Big Daddy'S Mini Sweet Potato Pies - cooking recipe

Ingredients
    24 miniature tart shells
    oil, for pans
    1 (12 ounce) can yams or (12 ounce) can sweet potatoes
    2 tablespoons cream cheese, softened (reserved from Whipped Cinnamon Cream Cheese)
    2 eggs
    1 tablespoon vanilla extract
    1/2 teaspoon ground cinnamon
    1 teaspoon ground allspice
    1/4 cup brown sugar
    1/4 cup caramel sauce
    Whipped Cinnamon Cream Cheese
    1 (8 ounce) package cream cheese, softened (reserve 2 tablespoons for pies)
    1/4 cup heavy cream
    1/2 cup powdered sugar
    1 tablespoon ground cinnamon
Preparation
    Preheat the oven to 375 degrees F.
    Put the pre-made mini shells inside a greased 24-count mini muffin pan.

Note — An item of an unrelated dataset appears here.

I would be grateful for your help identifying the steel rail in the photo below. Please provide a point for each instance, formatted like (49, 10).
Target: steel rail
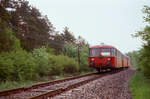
(43, 84)
(53, 93)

    In a large bowl add the yams, cream cheese, eggs, vanilla, cinnamon, allspice, brown sugar and caramel sauce.
    Beat with a hand-held electric mixer until well combined.
    Dollop 2 to 3 tablespoons of the pie mixture into each shell.
    Bake until the custard sets, about 25 minutes.
    Remove from the oven and set aside to cool.
    For the Whipped Cinnamon Cream Cheese:
    Add the cream cheese, cream, sugar and cinnamon to a large bowl.
    Using a hand-held electric mixer, beat the cream cheese mixture until you reach a frosting consistency.
    Transfer the mixture to a disposable pastry bag with a star tip.
    Pipe a small amount of whipped cream cheese on each mini sweet potato pie.
    Arrange on a serving platter and serve.